Mobileye will provide Columbus with its Shield+ driver-assistance safety technology, which uses cameras and computer vision to help bus drivers avoid collisions with cyclists, pedestrians and motorcyclists.

According to the American Public Transportation Association‘s most recent fact book, public transit busses in the United States drove 2.3 billion miles in 2013, and a survey by METRO (a magazine serving the transit and motorcoach sector) determined that a total of 66,142 public transit busses operated in the United States in 2015. Uri Tamir, Mobileye’s director of strategic initiatives, says this represents a huge market for Mobileye’s Shield+ technology, which uses up to four vision sensors (cameras) mounted around the vehicle to collect imagery that is processed in on-board processors and used to alert drivers to the presence of pedestrians or bicycles inside blind spots.

“It’s like the driver’s third eye,” Tamir says—albeit one that only works during daylight hours.
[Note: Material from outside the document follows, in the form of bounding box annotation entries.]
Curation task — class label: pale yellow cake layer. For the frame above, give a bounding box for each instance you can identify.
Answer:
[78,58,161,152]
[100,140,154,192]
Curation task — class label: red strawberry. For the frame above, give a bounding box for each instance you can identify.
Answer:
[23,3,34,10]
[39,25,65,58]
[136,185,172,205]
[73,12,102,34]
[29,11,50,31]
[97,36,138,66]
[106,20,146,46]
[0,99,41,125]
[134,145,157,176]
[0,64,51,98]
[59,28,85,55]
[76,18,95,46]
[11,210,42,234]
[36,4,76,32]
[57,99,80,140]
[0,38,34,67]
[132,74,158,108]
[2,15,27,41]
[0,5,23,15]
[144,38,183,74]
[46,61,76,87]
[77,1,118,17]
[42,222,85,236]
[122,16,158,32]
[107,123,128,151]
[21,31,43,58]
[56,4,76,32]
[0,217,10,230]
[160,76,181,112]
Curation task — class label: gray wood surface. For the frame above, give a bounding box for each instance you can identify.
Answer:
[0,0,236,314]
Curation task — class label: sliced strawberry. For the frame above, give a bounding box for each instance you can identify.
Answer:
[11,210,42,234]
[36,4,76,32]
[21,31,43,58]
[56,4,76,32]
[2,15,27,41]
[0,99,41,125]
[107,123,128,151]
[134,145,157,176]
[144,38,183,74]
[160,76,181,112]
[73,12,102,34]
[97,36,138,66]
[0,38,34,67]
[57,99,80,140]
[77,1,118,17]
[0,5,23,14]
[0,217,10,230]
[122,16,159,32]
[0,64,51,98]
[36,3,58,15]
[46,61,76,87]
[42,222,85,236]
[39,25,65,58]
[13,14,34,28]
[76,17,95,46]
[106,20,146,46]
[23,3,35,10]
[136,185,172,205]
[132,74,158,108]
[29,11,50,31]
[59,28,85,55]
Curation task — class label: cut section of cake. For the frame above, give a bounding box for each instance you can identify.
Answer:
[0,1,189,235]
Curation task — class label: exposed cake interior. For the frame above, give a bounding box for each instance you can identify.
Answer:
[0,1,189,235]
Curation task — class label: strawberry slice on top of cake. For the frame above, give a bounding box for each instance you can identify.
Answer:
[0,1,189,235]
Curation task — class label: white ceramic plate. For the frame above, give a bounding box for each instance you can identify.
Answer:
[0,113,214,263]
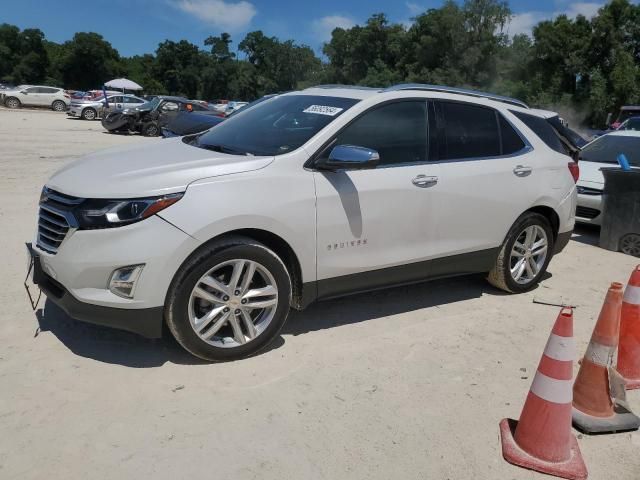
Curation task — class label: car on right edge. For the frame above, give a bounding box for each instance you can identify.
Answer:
[28,85,578,361]
[576,130,640,225]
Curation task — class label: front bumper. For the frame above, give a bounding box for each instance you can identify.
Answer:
[28,244,163,338]
[33,216,198,337]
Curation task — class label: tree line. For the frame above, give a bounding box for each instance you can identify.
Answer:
[0,0,640,125]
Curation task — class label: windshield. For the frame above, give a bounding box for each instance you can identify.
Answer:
[580,135,640,167]
[190,95,358,156]
[136,97,162,110]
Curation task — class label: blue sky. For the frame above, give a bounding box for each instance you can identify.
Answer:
[0,0,604,56]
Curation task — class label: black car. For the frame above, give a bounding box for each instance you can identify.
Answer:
[102,95,207,137]
[162,94,276,138]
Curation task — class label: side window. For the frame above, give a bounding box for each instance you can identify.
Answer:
[326,100,427,165]
[161,102,178,112]
[435,101,501,160]
[511,110,567,154]
[498,114,525,155]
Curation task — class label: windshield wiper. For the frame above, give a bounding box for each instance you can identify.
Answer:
[192,138,253,156]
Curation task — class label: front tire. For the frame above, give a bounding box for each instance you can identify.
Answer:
[165,237,291,361]
[487,212,554,293]
[141,122,160,137]
[4,97,22,108]
[51,100,67,112]
[80,107,98,120]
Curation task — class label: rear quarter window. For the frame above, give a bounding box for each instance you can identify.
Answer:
[510,110,567,155]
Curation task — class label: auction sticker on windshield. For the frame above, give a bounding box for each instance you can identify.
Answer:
[303,105,344,117]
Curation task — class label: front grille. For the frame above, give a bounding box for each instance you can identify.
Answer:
[576,207,600,219]
[578,186,602,195]
[36,187,84,254]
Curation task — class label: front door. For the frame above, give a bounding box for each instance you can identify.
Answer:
[314,100,439,297]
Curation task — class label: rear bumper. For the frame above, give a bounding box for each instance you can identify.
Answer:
[34,257,163,338]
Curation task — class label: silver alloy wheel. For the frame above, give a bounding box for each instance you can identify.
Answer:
[509,225,549,285]
[620,233,640,257]
[188,259,278,348]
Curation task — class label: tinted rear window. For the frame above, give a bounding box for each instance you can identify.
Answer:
[435,101,501,160]
[580,135,640,167]
[498,114,525,155]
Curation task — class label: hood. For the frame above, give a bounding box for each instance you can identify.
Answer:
[47,138,273,198]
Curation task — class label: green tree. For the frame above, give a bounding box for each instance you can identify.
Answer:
[60,32,124,90]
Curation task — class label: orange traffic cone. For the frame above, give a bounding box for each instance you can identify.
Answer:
[573,282,640,433]
[617,265,640,390]
[500,307,587,480]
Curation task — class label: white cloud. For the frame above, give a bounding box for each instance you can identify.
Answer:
[405,2,427,17]
[172,0,257,31]
[311,15,356,42]
[560,2,604,18]
[507,2,604,36]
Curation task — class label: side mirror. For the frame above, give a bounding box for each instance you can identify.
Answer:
[316,145,380,171]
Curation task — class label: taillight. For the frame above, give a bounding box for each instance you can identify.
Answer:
[568,162,580,183]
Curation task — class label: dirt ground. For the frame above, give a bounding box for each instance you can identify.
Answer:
[0,109,640,480]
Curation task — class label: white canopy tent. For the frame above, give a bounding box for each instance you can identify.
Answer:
[104,78,142,91]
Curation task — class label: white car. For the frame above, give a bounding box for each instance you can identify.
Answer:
[576,130,640,225]
[30,85,578,360]
[2,85,71,112]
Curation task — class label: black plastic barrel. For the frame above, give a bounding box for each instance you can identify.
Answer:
[600,168,640,257]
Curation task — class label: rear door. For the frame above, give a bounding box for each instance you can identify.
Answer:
[430,100,540,260]
[20,87,45,106]
[314,99,439,297]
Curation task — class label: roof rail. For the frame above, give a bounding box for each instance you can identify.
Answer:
[308,83,381,92]
[383,83,529,108]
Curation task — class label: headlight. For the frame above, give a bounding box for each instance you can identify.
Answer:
[73,193,184,230]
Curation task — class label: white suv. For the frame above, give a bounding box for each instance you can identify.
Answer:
[30,85,577,360]
[2,85,71,112]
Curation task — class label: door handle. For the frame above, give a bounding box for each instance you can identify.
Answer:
[411,175,438,188]
[513,165,533,177]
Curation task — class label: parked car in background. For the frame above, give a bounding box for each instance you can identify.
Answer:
[162,95,275,138]
[607,105,640,130]
[30,85,578,360]
[102,95,207,137]
[3,85,71,112]
[209,100,229,115]
[67,95,146,120]
[618,117,640,130]
[576,130,640,225]
[224,101,249,117]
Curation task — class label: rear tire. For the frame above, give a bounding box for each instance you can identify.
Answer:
[80,107,98,120]
[51,100,67,112]
[487,212,554,293]
[164,236,291,361]
[4,97,22,108]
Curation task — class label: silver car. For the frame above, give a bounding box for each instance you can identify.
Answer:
[67,95,146,120]
[2,85,70,112]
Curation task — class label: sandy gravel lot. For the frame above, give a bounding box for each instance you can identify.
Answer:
[0,109,640,480]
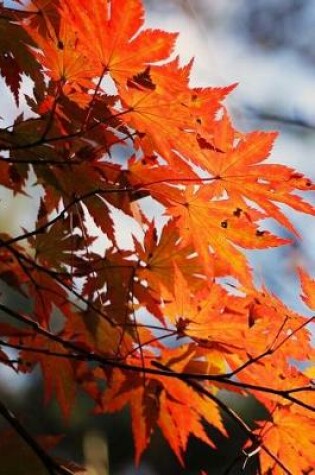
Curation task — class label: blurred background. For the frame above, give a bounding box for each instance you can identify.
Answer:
[0,0,315,475]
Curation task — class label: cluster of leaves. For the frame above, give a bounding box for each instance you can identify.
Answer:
[0,0,315,475]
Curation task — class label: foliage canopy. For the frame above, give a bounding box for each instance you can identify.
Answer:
[0,0,315,475]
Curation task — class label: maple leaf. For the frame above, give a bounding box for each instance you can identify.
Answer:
[98,354,225,464]
[62,0,177,82]
[162,185,288,284]
[255,406,315,475]
[23,13,97,98]
[200,114,315,234]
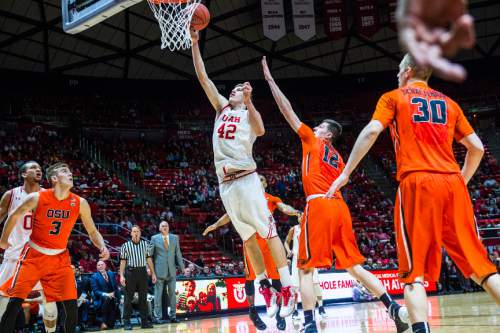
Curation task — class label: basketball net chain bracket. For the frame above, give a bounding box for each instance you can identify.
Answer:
[147,0,201,51]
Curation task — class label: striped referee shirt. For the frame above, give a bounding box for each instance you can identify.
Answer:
[120,239,153,267]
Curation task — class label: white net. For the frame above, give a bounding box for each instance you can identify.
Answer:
[148,0,201,51]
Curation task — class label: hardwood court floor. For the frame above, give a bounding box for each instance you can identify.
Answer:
[114,293,500,333]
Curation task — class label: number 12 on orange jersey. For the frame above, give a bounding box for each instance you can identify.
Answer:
[217,123,237,140]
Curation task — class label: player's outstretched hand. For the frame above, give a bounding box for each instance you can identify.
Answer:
[397,0,475,81]
[243,82,253,104]
[262,56,274,81]
[325,173,349,198]
[189,28,200,44]
[203,224,217,236]
[0,241,9,250]
[99,246,109,261]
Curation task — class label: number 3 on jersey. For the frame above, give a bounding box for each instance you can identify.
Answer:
[217,123,236,140]
[49,221,62,236]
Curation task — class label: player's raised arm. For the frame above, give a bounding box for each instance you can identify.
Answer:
[460,133,484,184]
[243,82,266,136]
[0,192,39,249]
[0,190,12,224]
[326,120,384,198]
[191,29,228,113]
[80,198,109,260]
[262,57,301,132]
[203,213,231,236]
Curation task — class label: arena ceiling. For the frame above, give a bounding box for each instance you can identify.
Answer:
[0,0,500,80]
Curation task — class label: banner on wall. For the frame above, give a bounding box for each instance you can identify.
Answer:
[292,0,316,40]
[261,0,286,41]
[387,0,398,30]
[176,270,437,314]
[354,0,380,36]
[323,0,347,39]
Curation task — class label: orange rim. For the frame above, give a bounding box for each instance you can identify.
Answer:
[148,0,189,5]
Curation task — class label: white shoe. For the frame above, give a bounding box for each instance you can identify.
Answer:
[259,287,281,318]
[292,310,301,329]
[280,286,297,318]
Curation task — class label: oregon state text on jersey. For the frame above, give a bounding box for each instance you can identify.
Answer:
[212,105,257,180]
[30,189,80,249]
[372,82,474,180]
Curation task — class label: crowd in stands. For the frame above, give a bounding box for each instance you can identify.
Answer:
[0,82,500,330]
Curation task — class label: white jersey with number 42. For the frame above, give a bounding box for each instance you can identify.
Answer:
[3,186,33,260]
[212,105,257,181]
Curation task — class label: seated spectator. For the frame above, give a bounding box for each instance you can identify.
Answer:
[71,265,92,330]
[200,266,215,277]
[91,260,120,330]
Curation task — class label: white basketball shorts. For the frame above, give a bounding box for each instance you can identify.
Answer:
[219,172,278,241]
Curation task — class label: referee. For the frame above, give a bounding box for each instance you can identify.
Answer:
[120,225,156,330]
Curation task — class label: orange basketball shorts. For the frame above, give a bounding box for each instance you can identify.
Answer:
[394,172,496,283]
[0,244,77,302]
[243,234,280,281]
[297,197,365,269]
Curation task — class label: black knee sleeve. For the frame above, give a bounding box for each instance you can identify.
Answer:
[0,298,23,333]
[61,299,78,333]
[245,280,255,296]
[481,273,497,287]
[271,280,281,292]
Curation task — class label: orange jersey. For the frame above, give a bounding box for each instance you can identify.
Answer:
[30,189,80,249]
[264,192,283,214]
[372,82,474,180]
[297,123,344,197]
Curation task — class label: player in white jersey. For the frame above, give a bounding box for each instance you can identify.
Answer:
[191,31,295,317]
[285,224,328,326]
[0,161,57,333]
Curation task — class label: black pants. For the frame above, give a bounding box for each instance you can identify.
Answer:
[123,267,148,324]
[101,297,116,328]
While Mobileye uses the same algorithms to process images in the camera module it sells to carmakers, the camera in the module it sells to original equipment manufaturers (OEMs) has enough computational power to “see” potential hazards irrespective of exterior lighting conditions. Not so—yet—with Shield+. However, he says, the next version of the product will be able to work at night. “Our aim is [for Shield+] to see as well as the human eye,” says Dan Galves, Mobileye’s chief communications officer.

Through the Smart City Challenge, Mobileye will install its Shield+ units on 300 of Columbus’ busses (85 percent of the transit agency’s fleet). New York’s MTA also plans to install the technology on 100 of its busses, and Tamir says Mobileye is in talks with dozens of other transit authorities as well.

While Mobileye’s collision-avoidance technology operates on the bus, the data that the Shield+ units collect, all of which is matched to latitude and longitude through an integrated GPS receiver, is later uploaded to the cloud via an integrated SIM card. The transit agencies can then analyze this data in order to identify points on bus routes, such as busy intersections, where the potential for accidents is highest.

“Until now, city officials and planners could only look for infrastructure factors that contribute to a crash once a crash has already happened,” Tamir says. “But imagine a world where you can identify dangerous intersections prior to a crash.”

Mobileye declines to say how much the technology costs transit agencies, but believes that their investment can be offset by reducing the frequency of accidents between busses and other vehicles, cyclists or pedestrians. Fewer accidents, aside from their positive impacts on public safety, would also translate into fewer delays for commuters and the traffic that is blocked or slowed in the wake of a crash. A survey that Mobileye recently commissioned showed that increasing the safety of public transit at dangerous intersections was the third-top issue that respondents wished for from cities, following reduced road congestion and increased public transit availability. (It’s worth noting that a study conducted in 2014 showed that in the United States, taking public transit is actually far safer than driving.)

Reducing accident rates could also lower insurance costs for transit agencies. Recent research from The National Academies of Sciences, Engineering and Medicine found that casualty and liability claims for transit agencies in the United States have increased at an average rate of 2.8 percent per year (for an annual average of $8,069 per bus) between 2002 and 2011. By 2011, insurance claims reached a nationwide annual total of $483 million.